Team Singapore had tryouts earlier this year, and we asked Caldoran if he could provide us a behind-the-scenes look on how players were selected.
- While all three committee members officially have equal say in the player selections, we decided early on that JohnGalt should have the majority control and final say over the roster. This was to avoid unnecessary complications during the process, and we trusted JohnGalt’s judgment and impartiality.
- Teo “TCC” Chun Chieh, our General Manager, also gave good input and feedback during the process as he is a Coach for Contenders Australia team, while I gave minor inputs and suggestions from my experience personally interacting with the potential candidates.
- For the selection criteria, JohnGalt explained that players were selected not just based on their mechanical skill, but also their communication, teamwork and prior experience in high-level tournaments. The players were also evaluated on their ability to adapt to unfamiliar situations, as JohnGalt assigned them to a wide variety of Heroes and compositions.
Caldoran — ‘I personally believe that no matter the role, a willingness to work together with the team is crucial. No amount of mechanical skill is going to help us win against strong teams such as South Korea, USA or UK.’
We asked Caldoran to elaborate more on Team Singapore’s key competitors and how Team Singapore stacks up against the rest of the world.
- Our Southeast Asian neighbors, of course! We’re closely related to our brothers and sisters in Malaysia, Philippines and Thailand, who are also playing in the Overwatch World Cup this year.
- In terms of skill, I think we stand a genuine chance against other countries with little or no Overwatch League players. Given our players with Contenders League experience, it might just be enough to snag us a few surprising victories.
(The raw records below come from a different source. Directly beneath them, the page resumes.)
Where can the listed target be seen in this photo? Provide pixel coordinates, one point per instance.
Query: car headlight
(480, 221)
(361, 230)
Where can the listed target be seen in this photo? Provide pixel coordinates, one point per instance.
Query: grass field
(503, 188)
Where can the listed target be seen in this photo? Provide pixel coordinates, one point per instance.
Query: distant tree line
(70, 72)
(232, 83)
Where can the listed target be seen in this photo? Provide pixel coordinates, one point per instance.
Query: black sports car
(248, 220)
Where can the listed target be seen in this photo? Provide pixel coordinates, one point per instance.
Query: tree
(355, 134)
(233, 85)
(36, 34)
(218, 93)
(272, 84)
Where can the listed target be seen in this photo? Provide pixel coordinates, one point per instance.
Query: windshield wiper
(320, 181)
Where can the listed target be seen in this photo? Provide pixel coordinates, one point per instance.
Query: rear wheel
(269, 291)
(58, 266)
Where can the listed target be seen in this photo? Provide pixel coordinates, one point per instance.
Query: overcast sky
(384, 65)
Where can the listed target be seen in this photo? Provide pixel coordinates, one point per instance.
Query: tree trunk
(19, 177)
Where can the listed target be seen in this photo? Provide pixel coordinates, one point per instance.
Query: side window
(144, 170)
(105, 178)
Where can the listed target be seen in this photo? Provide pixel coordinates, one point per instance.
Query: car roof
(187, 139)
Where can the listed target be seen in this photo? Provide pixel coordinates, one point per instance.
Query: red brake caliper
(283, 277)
- While we are behind countries with better esports infrastructure and massive amounts of players in the Overwatch League, we are ready to work harder than everyone else to narrow the gap in skill and experience. While I cannot confidently say we can do something as incredible as beat South Korea, I do genuinely believe that we’ll at least give our competitors a tough time.
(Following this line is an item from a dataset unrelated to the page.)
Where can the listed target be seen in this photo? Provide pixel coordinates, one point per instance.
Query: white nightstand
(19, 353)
- I would count it as a great success to make it into the Playoffs this year, but I would already be very proud of Team Singapore if we make it into the Group Stages.
- I truly believe that it is the strongest team Singapore has ever had for the Overwatch World Cup, and that we picked the best players available. I also believe we have a strong Coach who will guide our players to victory, along with a crew of highly motivated volunteers who will help make every step of our journey as smooth as possible.
Lastly, we asked his opinion on One Esports launching a Dota 2 tournament in Singapore, and if there was a possibility in organizing an Overwatch tournament.
- I think One Esports is smart to cash in on the exponentially growing esports market in Singapore, which hasn’t been fully tapped on yet. Sponsoring something on such a large scale also shows their confidence in the direction they have taken.
- As for whether One Esports might consider Overwatch in the future, I think it depends on whether Blizzard is willing to negotiate its tournament licensing terms. At the end of the day, Blizzard’s focus will likely be on promoting and protecting the Overwatch League.
We would like to thank Caldoran for his insider information on the Overwatch competitive scene.